13) Selkie
Ensevelie par la vague, écrasée par la pression, des bulles en exode plein la gorge, je touche le fond. Il fait si sombre, si froid dans mes abysses. Je brasse l’eau noire dans un effort douloureux, en vain. Je reste clouée au sable, condamnée à reposer sur le tapis des éponges.
Mes yeux se figent, à jamais égarés dans ce camaïeu de reflets dansants. Bleu profond, argenté, soudain traversés par une forme grise. Tachetée. Rassurante. Ses deux yeux noirs me fixent et, par un miracle que je ne m’explique pas, je me retrouve lovée entre les nageoires du phoque qui me ramène vers la surface.
Percée la chape d’eau de mon tombeau, une bourrasque gelée force l’entrée de ma gorge. Je respire. Un peu, à peine. Ôtant sa peau de phoque, la Selkie se dévoile à moi entièrement nue. Le nez fier. Ses longs cheveux tressés d’algues rouges.
— Clytemnestra ?
Sa main humide glisse le long de ma joue, sous mon visage. Elle a l’odeur d’une marée basse.
— Tu es une…
Son sourire malicieux en dit plus que tous les mots du dictionnaire. Ses yeux émeraudes glissent sur mes lèvres, avant que son pouce en brosse le rose.
— Qu’est-ce que tu…
Elle étouffe ma question d’un baiser brûlant.
Sa bouche est douce comme un galet chaud. Sa langue a le goût iodé d’un oursin.
J’émerge, poumons gonflés d’air froid, cœur battant à tout rompre. J’expire aussitôt, reprends mon souffle. Encore un coup… Là où la lumière aveuglante m’empêche de fixer mon regard, je sens sa chaleur invasive. Sa main levée signe des OK en boucle pour m’indiquer que tout va bien, le temps que mes rétines s’acclimatent.
Quand je retrouve possession de mes yeux, je la découvre à moitié avachie sur mon lit de fortune, le regard cerné d’inquiétude et braqué sur moi. Le monde autour est instable, cahoté. Un plafond de fourgonnette, deux blouses blanches : je vois le topo. Profitant que les ambulanciers s’affairent sur le côté, je retire le masque qui force l’air climatisé dans ma bouche. Je réfléchis à un mot, le premier viendra...
Selkie.
Clytemnestra se redresse. À en juger son incompréhension, mes lèvres ont brassé de l’air dans le silence habituel. Donc c’était bien un rêve. Sonore. Torride. La scène tourne en boucle dans ma tête. C’est quoi mon problème ? Avoir le béguin pour une fille, c’est tendu. Mais avoir le béguin pour une Déesse de la Bizarrerie en pleine possession de ses cinq sens, c’est carrément indécent !
Je renfile le masque à air pour me refroidir les idées et, surtout, lui dissimuler le homard qui reprend le dessus sur mes joues. Clytemnestra ne remarque rien, trop occupée à tripoter d’une main curieuse le moindre matériel médical qui lui passe à portée de bras. Elle passe la moitié du trajet à tabasser ma perfusion à coup de pichenettes “pour que ça coule plus vite”. Et le pire, c’est que ça n’arrête pas l’essaim de mites qui me butinent le ventre de l’intérieur.
Le passage aux urgences est express.
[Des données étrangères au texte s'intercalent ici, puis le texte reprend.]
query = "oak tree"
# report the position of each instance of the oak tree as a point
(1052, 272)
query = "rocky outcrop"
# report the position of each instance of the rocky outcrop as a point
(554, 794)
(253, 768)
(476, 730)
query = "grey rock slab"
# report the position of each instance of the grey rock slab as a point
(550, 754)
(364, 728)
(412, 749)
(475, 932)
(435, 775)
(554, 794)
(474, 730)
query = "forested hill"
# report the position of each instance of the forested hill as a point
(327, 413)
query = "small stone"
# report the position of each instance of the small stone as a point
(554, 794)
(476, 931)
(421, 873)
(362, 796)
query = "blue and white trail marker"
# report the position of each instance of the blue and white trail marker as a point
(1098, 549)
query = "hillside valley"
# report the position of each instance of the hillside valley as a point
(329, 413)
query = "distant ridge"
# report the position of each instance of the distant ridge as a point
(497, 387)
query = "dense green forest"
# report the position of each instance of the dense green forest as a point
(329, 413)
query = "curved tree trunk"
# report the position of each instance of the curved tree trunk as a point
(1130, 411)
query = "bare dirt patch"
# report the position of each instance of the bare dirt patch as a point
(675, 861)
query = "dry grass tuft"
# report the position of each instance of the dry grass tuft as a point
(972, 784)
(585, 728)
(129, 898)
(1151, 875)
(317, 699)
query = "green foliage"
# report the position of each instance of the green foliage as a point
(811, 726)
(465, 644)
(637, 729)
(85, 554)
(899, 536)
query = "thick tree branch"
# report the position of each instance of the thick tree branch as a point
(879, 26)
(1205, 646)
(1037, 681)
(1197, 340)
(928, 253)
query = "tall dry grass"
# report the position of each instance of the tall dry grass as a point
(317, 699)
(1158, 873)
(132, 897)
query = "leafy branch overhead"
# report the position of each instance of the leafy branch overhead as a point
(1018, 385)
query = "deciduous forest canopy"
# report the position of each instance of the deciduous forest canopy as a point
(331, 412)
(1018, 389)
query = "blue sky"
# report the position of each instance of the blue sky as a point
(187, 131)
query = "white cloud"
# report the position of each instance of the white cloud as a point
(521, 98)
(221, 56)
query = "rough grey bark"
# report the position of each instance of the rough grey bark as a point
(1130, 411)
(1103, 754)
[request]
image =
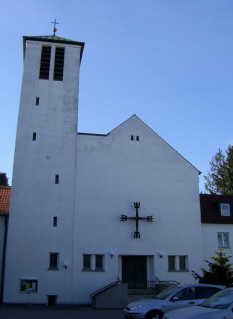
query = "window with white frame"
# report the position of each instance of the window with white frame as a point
(223, 240)
(225, 209)
(93, 263)
(178, 263)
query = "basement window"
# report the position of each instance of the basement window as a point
(59, 64)
(45, 62)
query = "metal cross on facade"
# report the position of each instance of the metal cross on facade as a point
(54, 26)
(137, 218)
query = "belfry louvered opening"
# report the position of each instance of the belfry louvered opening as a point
(59, 64)
(45, 62)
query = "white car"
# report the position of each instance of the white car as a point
(218, 306)
(172, 298)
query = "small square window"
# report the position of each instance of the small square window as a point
(34, 136)
(182, 261)
(225, 209)
(28, 285)
(53, 261)
(223, 240)
(56, 179)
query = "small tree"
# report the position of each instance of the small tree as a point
(219, 273)
(3, 179)
(219, 179)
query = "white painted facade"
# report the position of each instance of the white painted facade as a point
(100, 178)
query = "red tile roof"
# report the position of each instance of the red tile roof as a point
(210, 209)
(5, 193)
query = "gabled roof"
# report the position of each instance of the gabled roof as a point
(5, 193)
(52, 38)
(136, 117)
(210, 210)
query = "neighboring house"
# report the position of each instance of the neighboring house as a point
(89, 209)
(4, 213)
(217, 224)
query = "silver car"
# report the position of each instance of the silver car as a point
(218, 306)
(172, 298)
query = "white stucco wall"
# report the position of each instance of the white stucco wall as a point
(210, 240)
(113, 172)
(36, 199)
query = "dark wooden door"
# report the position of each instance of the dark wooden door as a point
(134, 271)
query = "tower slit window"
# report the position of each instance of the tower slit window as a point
(59, 64)
(45, 62)
(57, 179)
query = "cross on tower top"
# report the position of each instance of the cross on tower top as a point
(54, 27)
(137, 218)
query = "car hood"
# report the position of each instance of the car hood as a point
(192, 312)
(146, 302)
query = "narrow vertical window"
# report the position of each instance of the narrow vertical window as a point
(56, 179)
(59, 64)
(87, 262)
(55, 221)
(99, 262)
(171, 262)
(53, 261)
(45, 62)
(182, 260)
(34, 136)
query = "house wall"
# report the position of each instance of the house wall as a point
(113, 172)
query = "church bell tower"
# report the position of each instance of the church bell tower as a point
(42, 212)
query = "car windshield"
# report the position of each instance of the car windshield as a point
(166, 293)
(221, 300)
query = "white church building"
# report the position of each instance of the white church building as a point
(88, 210)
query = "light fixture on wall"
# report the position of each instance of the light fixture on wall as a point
(65, 265)
(160, 253)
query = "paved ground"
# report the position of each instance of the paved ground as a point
(44, 312)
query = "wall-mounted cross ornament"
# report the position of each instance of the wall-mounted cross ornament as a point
(137, 218)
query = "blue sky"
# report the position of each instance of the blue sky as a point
(170, 62)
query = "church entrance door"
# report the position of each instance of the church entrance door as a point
(134, 271)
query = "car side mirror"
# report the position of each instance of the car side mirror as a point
(175, 298)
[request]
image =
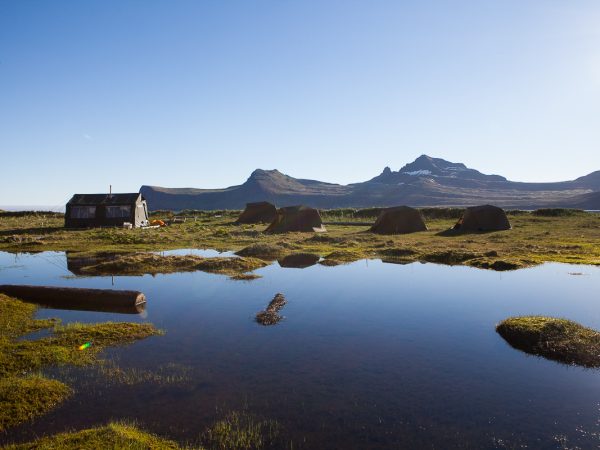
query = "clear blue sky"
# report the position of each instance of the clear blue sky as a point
(200, 93)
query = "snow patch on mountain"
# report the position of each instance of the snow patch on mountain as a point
(418, 172)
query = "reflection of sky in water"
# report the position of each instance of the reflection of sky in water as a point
(369, 355)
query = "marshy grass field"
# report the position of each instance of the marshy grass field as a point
(557, 235)
(566, 236)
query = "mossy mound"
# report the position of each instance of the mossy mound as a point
(112, 436)
(268, 252)
(299, 260)
(450, 257)
(25, 395)
(498, 265)
(342, 257)
(556, 339)
(270, 316)
(151, 263)
(24, 398)
(397, 252)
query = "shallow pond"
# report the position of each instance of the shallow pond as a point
(370, 355)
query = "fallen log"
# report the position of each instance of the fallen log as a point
(107, 300)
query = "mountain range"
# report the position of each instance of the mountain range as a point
(426, 181)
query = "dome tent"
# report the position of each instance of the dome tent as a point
(483, 218)
(296, 218)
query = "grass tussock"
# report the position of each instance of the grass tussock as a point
(268, 252)
(240, 430)
(556, 339)
(115, 435)
(25, 398)
(270, 316)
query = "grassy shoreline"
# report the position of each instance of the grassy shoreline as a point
(553, 236)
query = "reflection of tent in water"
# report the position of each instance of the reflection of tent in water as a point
(299, 260)
(75, 263)
(483, 218)
(296, 218)
(399, 220)
(258, 212)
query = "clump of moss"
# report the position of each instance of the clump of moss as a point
(270, 316)
(299, 260)
(264, 251)
(151, 263)
(24, 394)
(556, 339)
(240, 430)
(498, 265)
(24, 398)
(338, 257)
(450, 257)
(114, 435)
(397, 252)
(245, 276)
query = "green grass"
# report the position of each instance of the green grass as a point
(25, 398)
(115, 435)
(556, 339)
(141, 263)
(560, 236)
(240, 431)
(24, 393)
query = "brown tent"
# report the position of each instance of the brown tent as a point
(483, 218)
(296, 218)
(399, 220)
(258, 212)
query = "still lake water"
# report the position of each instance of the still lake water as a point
(370, 355)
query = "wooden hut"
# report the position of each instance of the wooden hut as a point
(106, 210)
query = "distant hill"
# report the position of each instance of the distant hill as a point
(426, 181)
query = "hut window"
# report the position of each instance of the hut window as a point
(83, 212)
(114, 212)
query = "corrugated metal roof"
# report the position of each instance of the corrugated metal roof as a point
(104, 199)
Une heure ou deux, juste le temps d’une batterie d’examens. Nous jouons aux devinettes dans les salles d'attente, je lui apprends des signes encore inconnus pour elle. Clytemnestra prend d’ailleurs un plaisir non-dissimulé à jouer l’interprète auprès des médecins. Après une soirée perdue dans des couloirs d’hôpital, la conclusion est sans appel : crise d’angoisse cataclysmique et hypoglycémie ne font pas bon ménage.
On me renvoie chez moi avec pour consigne de prendre un repas dès que possible. Chez moi, ou plutôt chez toi, c’est-à-dire à une demi-heure de marche, puisque notre bolide débridé est resté dormir chez les manèges.
Sur le chemin, Clytemnestra s’excuse un bon milliard de fois pour ce repas raté.
« C’est pas grave. Je n’avais jamais mangé là-bas, ni fait de train-fantôme, ni frappé un comédien en pleine tête. Ça me fera des souvenirs. »
Rien qu’à en reparler, ma camarade d’infortune repart dans son fou rire. Je la contemple pouffer jusqu’aux larmes et fige dans ma mémoire l’image de sa frimousse hilare. Puisse-t-elle supplanter l’air de sorcière austère qu’elle affichait hier matin en sonnant à ma porte et, plus encore, la peur difforme qui l’a possédée ce soir.
Ces souvenirs, je les emporterai avec moi quand il faudra revenir à la réalité, affronter la sentence parentale, décider de mon avenir et oublier qu’une nuit, une selkie m’a sauvée.